Amazon Ramps Up Automation Drive, Deploys ‘Humanoid Robots’ In US Stores
As part of it’s drive to automate it’s operations the online technology retail giant Amazon has deployed ‘Humanoid Robots’ in it’s warehouses in the United States to free up ‘Staff’ BBC reports.
According to the report, Amazon was It said testing ‘Digit’, a new robot with arms and legs which can move, grasp and handle items like a human.
The report stated that, rather than using wheels to move, Digit walks on two legs.
It also has arms that can pick up and move packages, containers, customer orders and objects.
Amazon said the move was to “freeing employees up to better deliver to its customers.
BBC quoted a union saying, Amazon had been treating their workers like robots for years.
An organiser at UK trade union GMB, Stuart Richards told BBC, “Amazon’s automation is [a] head-first race to job losses. We’ve already seen hundreds of jobs disappear to it in fulfilment centres”.

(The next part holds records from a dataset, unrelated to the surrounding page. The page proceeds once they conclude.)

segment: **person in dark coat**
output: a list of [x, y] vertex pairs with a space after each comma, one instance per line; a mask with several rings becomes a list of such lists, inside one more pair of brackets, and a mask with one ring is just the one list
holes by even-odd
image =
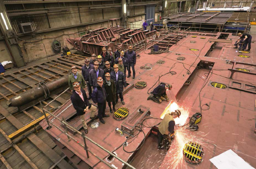
[[[243, 51], [250, 51], [251, 50], [251, 39], [253, 38], [252, 36], [248, 33], [244, 33], [242, 34], [241, 33], [238, 33], [238, 36], [239, 36], [239, 39], [238, 39], [236, 41], [237, 43], [241, 39], [244, 39], [243, 41], [243, 43], [244, 43], [244, 46], [243, 47], [242, 50]], [[246, 48], [247, 47], [247, 44], [248, 44], [248, 49], [246, 51], [245, 49], [246, 49]]]
[[102, 57], [102, 61], [105, 63], [105, 62], [106, 61], [106, 56], [107, 54], [106, 48], [105, 47], [102, 48], [102, 53], [100, 55]]
[[118, 94], [119, 94], [122, 103], [124, 105], [122, 92], [124, 89], [126, 89], [127, 86], [124, 75], [122, 72], [118, 70], [118, 65], [115, 64], [114, 65], [114, 72], [111, 72], [110, 75], [111, 79], [114, 80], [116, 87], [115, 103], [117, 103], [118, 102]]
[[95, 114], [97, 108], [89, 103], [85, 91], [81, 89], [79, 82], [75, 82], [73, 83], [73, 85], [74, 90], [73, 90], [70, 98], [71, 102], [74, 108], [77, 111], [77, 115], [80, 118], [85, 133], [87, 134], [88, 127], [86, 124], [84, 115], [86, 112], [90, 110], [91, 111], [90, 118], [95, 118]]
[[115, 59], [116, 64], [118, 64], [119, 63], [119, 61], [118, 60], [120, 58], [122, 59], [122, 60], [123, 61], [123, 64], [124, 66], [124, 76], [126, 77], [126, 71], [128, 70], [128, 67], [129, 66], [129, 63], [128, 62], [128, 60], [127, 58], [124, 57], [124, 52], [123, 51], [121, 51], [120, 53], [120, 57], [116, 58]]
[[100, 55], [99, 55], [97, 57], [97, 59], [98, 59], [98, 61], [99, 63], [100, 64], [99, 66], [99, 68], [103, 70], [105, 68], [105, 63], [102, 61], [102, 57]]
[[92, 86], [89, 83], [89, 76], [90, 74], [89, 72], [91, 70], [93, 69], [94, 67], [93, 65], [90, 64], [90, 60], [88, 59], [84, 59], [84, 62], [85, 63], [84, 65], [82, 67], [82, 75], [85, 80], [87, 89], [89, 91], [89, 98], [88, 99], [90, 100], [92, 98]]
[[105, 124], [105, 121], [103, 117], [109, 117], [109, 115], [105, 114], [106, 109], [106, 100], [107, 99], [107, 92], [103, 85], [103, 79], [101, 77], [97, 79], [97, 86], [94, 89], [92, 94], [92, 100], [94, 103], [98, 104], [98, 116], [100, 121]]
[[117, 50], [115, 53], [115, 59], [117, 58], [118, 58], [120, 57], [120, 52], [122, 51], [122, 48], [120, 46], [117, 46]]
[[90, 60], [90, 64], [93, 65], [94, 64], [94, 62], [97, 60], [96, 59], [96, 55], [94, 53], [92, 54], [92, 58]]
[[150, 31], [153, 31], [154, 30], [154, 25], [153, 25], [153, 22], [151, 22], [149, 23], [149, 26], [150, 28]]
[[106, 67], [106, 68], [105, 68], [104, 69], [103, 69], [103, 71], [104, 71], [104, 74], [106, 74], [106, 73], [107, 72], [110, 73], [111, 72], [114, 72], [114, 69], [113, 67], [110, 67], [110, 63], [108, 61], [107, 61], [105, 63], [105, 65]]
[[97, 61], [94, 62], [94, 68], [91, 70], [89, 74], [89, 83], [91, 86], [93, 87], [94, 89], [97, 86], [97, 78], [99, 77], [101, 77], [102, 79], [105, 78], [104, 75], [104, 71], [102, 69], [99, 68], [99, 65]]
[[107, 54], [106, 56], [106, 62], [107, 61], [109, 62], [110, 66], [113, 67], [115, 64], [115, 54], [112, 52], [112, 49], [111, 48], [109, 48], [107, 53]]
[[155, 88], [151, 93], [153, 95], [151, 95], [147, 100], [148, 100], [151, 99], [158, 103], [161, 103], [162, 100], [168, 102], [169, 99], [166, 95], [166, 90], [171, 90], [172, 88], [172, 86], [170, 84], [161, 83], [160, 85]]
[[135, 78], [135, 69], [134, 66], [136, 64], [136, 53], [134, 51], [132, 51], [132, 46], [130, 45], [128, 48], [128, 51], [126, 52], [124, 55], [124, 57], [126, 57], [128, 60], [129, 63], [129, 67], [127, 68], [128, 71], [128, 75], [127, 77], [129, 78], [131, 77], [131, 67], [132, 67], [132, 79]]
[[105, 77], [106, 79], [104, 80], [103, 84], [105, 86], [106, 92], [107, 92], [107, 102], [109, 107], [110, 113], [112, 113], [112, 109], [111, 108], [111, 102], [113, 104], [113, 110], [114, 112], [116, 112], [115, 108], [115, 101], [116, 93], [116, 87], [115, 87], [115, 83], [114, 80], [110, 79], [110, 74], [107, 72], [105, 75]]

Amazon however said its robotics systems had in fact helped create “hundred of thousands of new jobs” within its operations.

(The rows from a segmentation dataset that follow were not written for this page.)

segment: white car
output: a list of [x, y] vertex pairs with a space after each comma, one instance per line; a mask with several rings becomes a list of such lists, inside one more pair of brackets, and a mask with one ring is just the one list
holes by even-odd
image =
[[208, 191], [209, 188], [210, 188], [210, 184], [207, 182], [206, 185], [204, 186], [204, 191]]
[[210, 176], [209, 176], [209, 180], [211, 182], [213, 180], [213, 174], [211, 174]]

The Firm said, “This includes 700 categories of new job types, in skilled roles, which didn’t exist within the company beforehand”.
It added that,it now has more than 750,000 robots working “collaboratively” with its human staff, often being used to take on “highly repetitive tasks”.
Amazon Robotics’ chief technologist, Tye Brady, was quoted saying at a media briefing in Seattle that people were “irreplaceable”,
He also disputed the suggestion that the company could have fully-automated warehouses in the future.
He said, “There’s not any part of me that thinks that would ever be a reality,” he said.
“People are so central to the fulfilment process; the ability to think at a higher level, the ability to diagnose problems.”
While peaking to the BBC, Scott Dresser of Amazon Robotics said, Digit has unique features that allowed it to deal with steps and stairs or places in Amazon’s facilities where there is need to move up and down.
He however said the robot was a prototype and the trial was about seeing whether it could work safely with human employees.
He said, “It’s an experiment that we’re running to learn a little bit more about how we can use mobile robots and manipulators in our environment here at Amazon.
Amazon also uses a wheeled robot to distribute goods around sites.
Mr Dresser suggested that the fears over human jobs being replaced didn’t match what had happened at Amazon.
He further stated, “Our experience has been these new technologies actually create jobs, they allow us to grow and expand. And we’ve seen multiple examples of this through the robots that we have today.
“They don’t always run unfortunately and we need people to repair them”.
Amazon has speed up its use of robots in recent years, as a result of pressure to cut costs.
Last year it announced it was trialling a giant robotic arm that can pick up items. It already uses wheeled robots to move goods around its warehouses, and it has started using drones for delivery in two US states. BBC reports.